AFP chief: PH turned down US offer to help amid sea tensions
The Philippines had turned down offers from the United States to assist operations in the South China Sea, after a flare-up with China over missions to resupply Filipino troops on a contested shoal, its military chief said.
Tensions in the disputed waterway have boiled over into violence in the past year, with a Filipino sailor losing a finger in the latest June 17 clash that Manila described as “intentional high-speed ramming” by the Chinese coast guard.
The United States, a treaty ally, had offered support, but Manila prefers to handle operations on its own, Armed Forces chief Gen.
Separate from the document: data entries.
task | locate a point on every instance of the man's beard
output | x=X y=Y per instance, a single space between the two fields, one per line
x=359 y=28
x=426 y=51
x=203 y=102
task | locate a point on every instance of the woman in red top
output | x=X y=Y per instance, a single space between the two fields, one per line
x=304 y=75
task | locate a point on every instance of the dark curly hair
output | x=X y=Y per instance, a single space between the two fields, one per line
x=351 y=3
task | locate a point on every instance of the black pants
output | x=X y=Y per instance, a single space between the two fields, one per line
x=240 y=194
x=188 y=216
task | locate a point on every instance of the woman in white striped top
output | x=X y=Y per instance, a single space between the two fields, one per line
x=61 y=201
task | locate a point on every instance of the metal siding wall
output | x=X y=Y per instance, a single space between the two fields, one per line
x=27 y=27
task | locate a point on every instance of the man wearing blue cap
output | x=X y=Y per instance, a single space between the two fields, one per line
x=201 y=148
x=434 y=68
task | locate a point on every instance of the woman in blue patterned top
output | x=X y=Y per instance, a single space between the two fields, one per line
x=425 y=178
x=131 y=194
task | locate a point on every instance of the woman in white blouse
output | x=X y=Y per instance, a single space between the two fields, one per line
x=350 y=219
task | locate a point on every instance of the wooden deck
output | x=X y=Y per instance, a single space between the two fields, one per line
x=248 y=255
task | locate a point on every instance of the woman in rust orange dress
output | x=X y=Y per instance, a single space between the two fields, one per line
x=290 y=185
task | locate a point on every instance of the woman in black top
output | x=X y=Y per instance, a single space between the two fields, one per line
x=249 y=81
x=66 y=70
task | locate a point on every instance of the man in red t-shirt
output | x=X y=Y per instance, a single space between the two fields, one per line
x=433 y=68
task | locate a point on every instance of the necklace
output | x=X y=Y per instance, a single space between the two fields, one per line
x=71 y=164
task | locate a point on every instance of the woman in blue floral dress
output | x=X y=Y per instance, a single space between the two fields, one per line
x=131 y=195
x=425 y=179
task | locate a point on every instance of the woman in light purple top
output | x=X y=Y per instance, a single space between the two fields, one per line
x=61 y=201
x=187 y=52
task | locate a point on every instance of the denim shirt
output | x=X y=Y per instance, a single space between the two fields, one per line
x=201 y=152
Romeo Brawner Jr. told Reuters in an exclusive interview late Thursday.
“Yes, of course, they have been offering help and they asked us how they could help us in any way,” he said.
“We try to exhaust all possible options that we have before we ask for help.”
Manila and Washington are bound by the 1951 Mutual Defense Treaty (MDT), a military pact that can be invoked in case of armed attacks on Philippine forces, public vessels, or aircraft in the South China Sea.
PH ‘operation’
Confrontations between the Philippines and China in Asia’s most contested waters have increased in frequency over the past year, as Beijing has pressed its claim to the waterway and Manila continued missions to bring supplies to soldiers living aboard a rusty, aging warship that it grounded on a contested shoal.
Some observers, including former deputy US National Security Adviser Matt Pottinger, have called for direct US naval support for the resupply missions.
But National Security Adviser Eduardo Año said the military wanted the missions to be a “pure Philippine operation.”
“This is our legitimate national interest, so we don’t see any reason for them (the United States) to come in,” he told Reuters.
Año, who spoke to his US counterpart Jake Sullivan last month to discuss shared concerns over China’s “dangerous and escalatory actions,” said the MDT was “far from being invoked.”
“We (the Philippines and China) agreed that there will be some easing tension, but we will assert our rights, we will not compromise our national interest, and we will continue to fight and claim what is ours,” he said.
Neither official specified what support the United States had offered.
Greg Poling, a South China Sea expert at Washington-based think tank Center for Strategic and International Studies, told Reuters that he believed the United States was open to naval escorts for the resupply missions to the stranded vessel.
Washington has already provided some limited support, he said.
Overwatch
According to Poling, a Philippine official said last year Manila was consulting the US Army Corps of Engineers on how best to stabilize grounded BRP Sierra Madre on contested Ayungin (Second Thomas) Shoal.
He also noted that US aircraft have been filmed on multiple occasions providing overwatch of the ship.
The Permanent Court of Arbitration in the Hague ruled in 2016 that Beijing’s expansive claims in the South China Sea had no basis under international law.
But that has not stopped China, which rejects the ruling and has deployed coast guard vessels to patrol those areas—alarming the Philippines, rival Southeast Asian claimants and other states operating in the South China Sea, including the United States.
Brawner said the US offer of support, made in discussions at his level, was not a direct response to the June 17 incident but rather a reflection of the enduring military alliance between the two countries.
“It is really because of our being treaty allies, so that offer has been available to us for a long time not just because of the incident,” he said.
“But we did not ask them yet because as per the orders of our President we have to rely on oursel[ves] first.”
The Pentagon did not immediately respond to a request for comment. Thursday was a federal holiday in Washington for the United States’ Independence Day.